Robust Australian employment in March suggests RBA could rise further By Reuters
© Reuters. FILE PHOTO: People silhouette in front of the Sydney Opera House at sunset in Australia, November 2, 2016. REUTERS/Steven Saphore/File Photo
By Stella Qiu
SYDNEY (Reuters) – Australia’s employment beat expectations for a second month in March while the jobless rate held near a 50-year low, a stark report that suggests the campaign to central bank tightening may not be over yet.
Figures from the Australian Bureau of Statistics showed on Thursday that net employment rose by 53,000 in March from February, when it rebounded by 63,600, sharply but slightly revised down.

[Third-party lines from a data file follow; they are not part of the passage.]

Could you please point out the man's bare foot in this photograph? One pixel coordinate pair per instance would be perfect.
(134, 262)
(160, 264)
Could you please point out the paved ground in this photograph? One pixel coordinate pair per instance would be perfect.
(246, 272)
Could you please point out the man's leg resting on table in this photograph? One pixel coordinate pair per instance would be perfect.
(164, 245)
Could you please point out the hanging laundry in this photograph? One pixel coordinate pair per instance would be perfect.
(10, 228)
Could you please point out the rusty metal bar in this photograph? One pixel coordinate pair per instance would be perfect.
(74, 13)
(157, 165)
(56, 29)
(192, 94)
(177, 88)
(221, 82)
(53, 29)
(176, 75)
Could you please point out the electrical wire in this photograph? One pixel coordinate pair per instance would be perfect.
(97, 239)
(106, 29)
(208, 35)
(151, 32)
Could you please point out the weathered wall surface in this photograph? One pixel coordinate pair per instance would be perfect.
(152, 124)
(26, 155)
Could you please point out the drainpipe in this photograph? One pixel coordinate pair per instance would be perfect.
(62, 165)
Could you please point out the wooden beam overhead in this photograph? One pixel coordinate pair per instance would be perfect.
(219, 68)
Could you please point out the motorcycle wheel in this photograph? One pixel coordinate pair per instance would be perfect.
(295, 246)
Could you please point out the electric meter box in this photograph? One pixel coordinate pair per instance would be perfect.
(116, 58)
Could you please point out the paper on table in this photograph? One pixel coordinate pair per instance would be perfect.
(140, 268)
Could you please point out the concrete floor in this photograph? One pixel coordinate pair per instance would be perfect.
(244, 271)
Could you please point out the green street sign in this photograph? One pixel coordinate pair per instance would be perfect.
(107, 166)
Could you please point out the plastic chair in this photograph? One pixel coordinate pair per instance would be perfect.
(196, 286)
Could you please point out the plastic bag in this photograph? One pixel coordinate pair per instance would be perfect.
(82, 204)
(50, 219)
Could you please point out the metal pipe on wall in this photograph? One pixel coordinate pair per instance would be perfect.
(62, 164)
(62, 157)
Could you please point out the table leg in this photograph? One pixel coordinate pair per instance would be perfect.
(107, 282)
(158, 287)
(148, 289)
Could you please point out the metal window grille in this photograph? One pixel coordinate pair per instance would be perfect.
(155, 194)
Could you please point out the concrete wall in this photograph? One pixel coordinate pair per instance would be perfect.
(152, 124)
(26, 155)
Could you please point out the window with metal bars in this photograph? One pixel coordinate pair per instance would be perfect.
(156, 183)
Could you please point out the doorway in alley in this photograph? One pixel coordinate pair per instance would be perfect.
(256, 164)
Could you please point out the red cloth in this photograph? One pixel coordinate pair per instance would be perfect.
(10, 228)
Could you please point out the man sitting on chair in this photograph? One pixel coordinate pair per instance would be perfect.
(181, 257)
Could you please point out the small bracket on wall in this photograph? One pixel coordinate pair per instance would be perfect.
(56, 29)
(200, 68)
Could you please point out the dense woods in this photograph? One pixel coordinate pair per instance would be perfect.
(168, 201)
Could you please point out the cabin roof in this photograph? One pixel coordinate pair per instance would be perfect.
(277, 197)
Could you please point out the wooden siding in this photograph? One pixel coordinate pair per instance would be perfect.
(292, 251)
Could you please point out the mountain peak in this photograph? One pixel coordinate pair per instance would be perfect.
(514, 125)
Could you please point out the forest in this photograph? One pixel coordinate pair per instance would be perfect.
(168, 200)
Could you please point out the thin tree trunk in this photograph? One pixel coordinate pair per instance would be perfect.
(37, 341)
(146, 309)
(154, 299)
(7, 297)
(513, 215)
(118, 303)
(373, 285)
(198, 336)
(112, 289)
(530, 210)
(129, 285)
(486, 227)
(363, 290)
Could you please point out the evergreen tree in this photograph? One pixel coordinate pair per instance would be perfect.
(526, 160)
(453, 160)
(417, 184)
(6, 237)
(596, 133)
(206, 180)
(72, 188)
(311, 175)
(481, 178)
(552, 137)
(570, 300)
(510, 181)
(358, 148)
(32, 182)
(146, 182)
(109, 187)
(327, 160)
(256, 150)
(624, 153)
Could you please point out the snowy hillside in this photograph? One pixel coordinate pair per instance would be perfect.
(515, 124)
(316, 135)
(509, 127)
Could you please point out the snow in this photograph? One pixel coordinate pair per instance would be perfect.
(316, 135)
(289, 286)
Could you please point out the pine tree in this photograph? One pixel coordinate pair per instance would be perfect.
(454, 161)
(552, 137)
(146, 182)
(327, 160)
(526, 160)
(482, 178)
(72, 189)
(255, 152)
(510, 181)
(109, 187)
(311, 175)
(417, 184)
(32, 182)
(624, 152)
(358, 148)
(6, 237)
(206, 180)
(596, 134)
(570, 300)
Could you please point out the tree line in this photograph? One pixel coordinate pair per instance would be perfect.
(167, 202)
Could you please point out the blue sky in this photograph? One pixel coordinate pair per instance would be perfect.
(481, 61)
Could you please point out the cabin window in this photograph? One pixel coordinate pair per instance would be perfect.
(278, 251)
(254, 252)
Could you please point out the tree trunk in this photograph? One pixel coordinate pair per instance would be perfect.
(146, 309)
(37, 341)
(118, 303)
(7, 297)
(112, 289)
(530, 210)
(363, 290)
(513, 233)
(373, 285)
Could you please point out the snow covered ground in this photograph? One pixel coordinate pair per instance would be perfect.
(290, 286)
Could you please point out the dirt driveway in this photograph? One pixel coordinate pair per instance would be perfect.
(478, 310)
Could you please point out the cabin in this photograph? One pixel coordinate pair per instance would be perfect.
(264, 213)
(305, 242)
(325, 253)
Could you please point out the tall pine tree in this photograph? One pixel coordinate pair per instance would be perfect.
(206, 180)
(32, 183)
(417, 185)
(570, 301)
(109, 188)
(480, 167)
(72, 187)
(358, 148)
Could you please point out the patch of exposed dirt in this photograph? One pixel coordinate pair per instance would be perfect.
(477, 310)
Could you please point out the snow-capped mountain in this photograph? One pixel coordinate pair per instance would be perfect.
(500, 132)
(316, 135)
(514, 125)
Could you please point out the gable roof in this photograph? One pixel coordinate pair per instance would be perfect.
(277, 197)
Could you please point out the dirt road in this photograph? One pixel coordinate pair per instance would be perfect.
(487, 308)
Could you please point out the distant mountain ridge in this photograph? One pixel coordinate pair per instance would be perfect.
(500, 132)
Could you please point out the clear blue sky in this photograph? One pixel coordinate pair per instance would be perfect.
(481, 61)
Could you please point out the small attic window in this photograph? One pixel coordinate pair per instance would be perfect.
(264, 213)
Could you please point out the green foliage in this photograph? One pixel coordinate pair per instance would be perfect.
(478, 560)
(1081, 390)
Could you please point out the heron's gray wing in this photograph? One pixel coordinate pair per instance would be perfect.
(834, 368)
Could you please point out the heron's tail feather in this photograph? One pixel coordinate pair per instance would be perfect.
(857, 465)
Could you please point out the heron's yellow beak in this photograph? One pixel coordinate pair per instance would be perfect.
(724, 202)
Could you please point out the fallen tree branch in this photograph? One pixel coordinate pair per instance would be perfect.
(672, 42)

Market forecasts were for a rise of 20,000, after several months of seasonal volatility.
The jobless rate held steady at 3.5%, while analysts had expected a rise to 3.6%. Full-time employment jumped 72,200, after a strong increase of 74,900 the previous month, an encouraging sign for household income.
The local dollar rose 0.2% to $0.6707, three-year bond futures slipped 7 ticks to 97.06, and markets moved to a slightly higher 18% probability for a 25 basis point hike at the next Reserve Bank of Australia meeting in May.
“There are very few signs of weakness in this data and little to suggest that the labor market is slackening significantly,” said Sean Langcake, head of macroeconomic forecasts for BIS Oxford Economics.
“This confirms our expectation that the first quarter CPI print will be strong, and we expect to see the RBA raise rates again in May.”
Keen to preserve strong job gains, the RBA paused rate hikes in April to gauge the impact of the tightening so far, though that could mean a slower return to its inflation target compared to other major economies.
Governor Philip Lowe said the pause did not mean the hikes were over and the monthly stream of data would determine whether the central bank will have to change interest rates again.
A major relief for policymakers is the risk of a damaging price-wage spiral in the country which has remained weak, with wage growth still well below searing inflation, which has shown signs of peaking. .
Thursday’s data showed the labor force participation rate held at record highs at 66.7%, suggesting labor supply is growing to meet demand, thanks to the influx more women and migrants in the labor market, reducing the upward pressure on wages.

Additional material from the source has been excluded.